Его земля - [12]

Шрифт
Интервал

Сунер с усилием выпрямляется.

— Что, тебе и мешок уже не под силу? — сердится Эпишке. — Конечно, не книжечки ведь читать… Знаем мы таких!..

К сеялке Сунера примчался Бёксе.

— Что? Что случилось? Да на тебе лица нет! Не заболел?

— Вот… спина, — тихо говорит Сунер и стонет. — Больно. И голова…
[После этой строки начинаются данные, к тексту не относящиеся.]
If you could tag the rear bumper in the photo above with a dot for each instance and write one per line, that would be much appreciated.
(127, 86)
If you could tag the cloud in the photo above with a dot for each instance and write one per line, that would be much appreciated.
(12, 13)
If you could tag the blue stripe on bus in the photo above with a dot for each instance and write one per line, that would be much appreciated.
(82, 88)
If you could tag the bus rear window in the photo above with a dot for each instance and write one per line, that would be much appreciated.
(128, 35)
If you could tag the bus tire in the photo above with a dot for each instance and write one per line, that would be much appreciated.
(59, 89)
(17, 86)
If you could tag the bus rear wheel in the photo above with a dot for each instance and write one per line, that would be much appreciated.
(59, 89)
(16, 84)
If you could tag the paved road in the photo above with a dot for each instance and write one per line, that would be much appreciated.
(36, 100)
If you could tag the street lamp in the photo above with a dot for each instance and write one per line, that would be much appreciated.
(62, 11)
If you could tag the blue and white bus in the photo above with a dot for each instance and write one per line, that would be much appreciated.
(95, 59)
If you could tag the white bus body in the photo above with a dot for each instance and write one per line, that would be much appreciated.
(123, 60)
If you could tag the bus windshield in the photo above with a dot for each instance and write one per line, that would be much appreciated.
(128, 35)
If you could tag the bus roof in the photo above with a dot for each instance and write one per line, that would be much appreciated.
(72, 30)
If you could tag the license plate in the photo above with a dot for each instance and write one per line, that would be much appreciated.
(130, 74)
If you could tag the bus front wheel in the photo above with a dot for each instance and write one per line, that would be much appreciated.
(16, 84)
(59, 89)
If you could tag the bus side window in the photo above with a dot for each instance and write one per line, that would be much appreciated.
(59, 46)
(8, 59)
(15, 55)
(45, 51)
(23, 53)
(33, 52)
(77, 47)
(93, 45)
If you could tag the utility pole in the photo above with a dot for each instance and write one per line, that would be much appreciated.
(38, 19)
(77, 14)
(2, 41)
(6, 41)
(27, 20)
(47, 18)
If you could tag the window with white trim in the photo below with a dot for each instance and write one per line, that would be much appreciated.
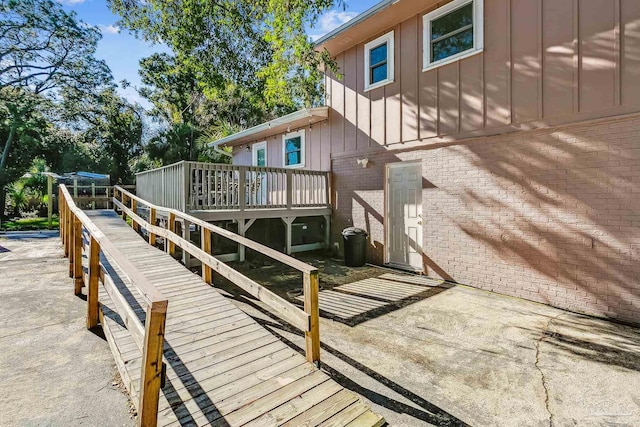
(379, 62)
(452, 32)
(293, 149)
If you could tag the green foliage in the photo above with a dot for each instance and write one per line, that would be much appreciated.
(46, 60)
(42, 47)
(260, 45)
(27, 224)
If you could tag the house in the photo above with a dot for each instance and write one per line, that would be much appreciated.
(495, 143)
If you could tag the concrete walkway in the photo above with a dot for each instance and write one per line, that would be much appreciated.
(53, 372)
(468, 357)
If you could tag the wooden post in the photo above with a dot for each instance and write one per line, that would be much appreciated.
(171, 224)
(287, 225)
(134, 208)
(242, 230)
(152, 221)
(92, 289)
(206, 247)
(186, 235)
(289, 189)
(71, 252)
(151, 377)
(77, 257)
(93, 194)
(61, 203)
(124, 202)
(49, 202)
(66, 230)
(327, 231)
(312, 338)
(242, 188)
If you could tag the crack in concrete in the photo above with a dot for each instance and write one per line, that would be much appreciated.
(544, 336)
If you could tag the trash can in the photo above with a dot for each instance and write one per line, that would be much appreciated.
(355, 246)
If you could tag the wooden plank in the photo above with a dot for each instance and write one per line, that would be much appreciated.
(368, 419)
(206, 248)
(311, 307)
(92, 289)
(77, 264)
(323, 410)
(345, 416)
(152, 364)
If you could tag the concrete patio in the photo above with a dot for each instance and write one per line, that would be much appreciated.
(461, 356)
(53, 371)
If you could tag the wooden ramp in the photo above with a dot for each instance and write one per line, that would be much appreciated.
(223, 368)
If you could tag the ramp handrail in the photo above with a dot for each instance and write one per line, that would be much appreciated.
(148, 336)
(306, 320)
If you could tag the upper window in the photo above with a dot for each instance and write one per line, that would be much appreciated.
(452, 32)
(293, 149)
(378, 60)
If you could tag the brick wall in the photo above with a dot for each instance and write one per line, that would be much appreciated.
(549, 215)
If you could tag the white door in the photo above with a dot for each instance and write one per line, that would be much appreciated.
(404, 215)
(258, 190)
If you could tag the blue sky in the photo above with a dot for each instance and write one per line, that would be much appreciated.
(122, 51)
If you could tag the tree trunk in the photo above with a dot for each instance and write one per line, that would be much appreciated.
(3, 202)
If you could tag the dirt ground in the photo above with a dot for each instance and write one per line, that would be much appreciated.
(53, 371)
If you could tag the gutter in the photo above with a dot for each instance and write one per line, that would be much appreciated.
(374, 10)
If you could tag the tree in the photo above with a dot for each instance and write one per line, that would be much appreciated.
(23, 125)
(115, 128)
(260, 45)
(46, 55)
(44, 48)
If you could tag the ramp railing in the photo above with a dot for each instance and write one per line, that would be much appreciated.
(149, 336)
(306, 320)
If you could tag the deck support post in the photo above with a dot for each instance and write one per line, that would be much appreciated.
(134, 209)
(68, 247)
(152, 221)
(93, 195)
(288, 220)
(49, 202)
(327, 232)
(92, 289)
(171, 225)
(205, 242)
(124, 202)
(186, 235)
(77, 257)
(152, 370)
(242, 229)
(312, 337)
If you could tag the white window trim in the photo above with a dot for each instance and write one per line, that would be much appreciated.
(478, 33)
(301, 134)
(389, 40)
(254, 153)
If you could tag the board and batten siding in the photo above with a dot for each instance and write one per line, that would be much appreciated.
(544, 62)
(317, 155)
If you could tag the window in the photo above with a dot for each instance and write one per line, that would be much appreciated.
(378, 59)
(452, 32)
(260, 154)
(293, 149)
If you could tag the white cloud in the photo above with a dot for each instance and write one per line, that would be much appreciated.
(330, 21)
(70, 2)
(109, 29)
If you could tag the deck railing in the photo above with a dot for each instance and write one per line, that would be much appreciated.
(306, 320)
(194, 186)
(149, 336)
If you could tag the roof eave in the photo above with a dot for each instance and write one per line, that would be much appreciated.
(273, 127)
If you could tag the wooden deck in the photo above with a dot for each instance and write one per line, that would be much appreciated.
(222, 368)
— Спина, говоришь? Ну, это понятно. Это от тряски, Сунер. С непривычки. Здесь еще, как говорится, ягодки. Вот на целине — там все кишки вытрясет. Ничего, привыкнешь помаленьку. А сейчас, пожалуй, полежи. Отойдешь. Мы кружок без тебя сделаем.

Отдохнуть, отдохнуть, паря, надо, — поддакивает Иван, который, увидев Бёксе у сеялки Сунера, приперся прямо с мешком на плече. — Посмотрим, посмотрим за твоей. Валяй, отдохни.

Сунеру как-то и не верится. Лязгает гусеницами трактор, жалобно тренькают сеялки, трогаясь с места, и вся эта железная армада тихо ползет по полю, но уже без него. Оказывается, если смотреть со стороны, — зрелище это впечатляет. Мощно прет по пахоте трактор, ровным строем шествуют за ним сеялки, а пыльная завеса за ними похожа на белый, катящийся следом водяной бурун.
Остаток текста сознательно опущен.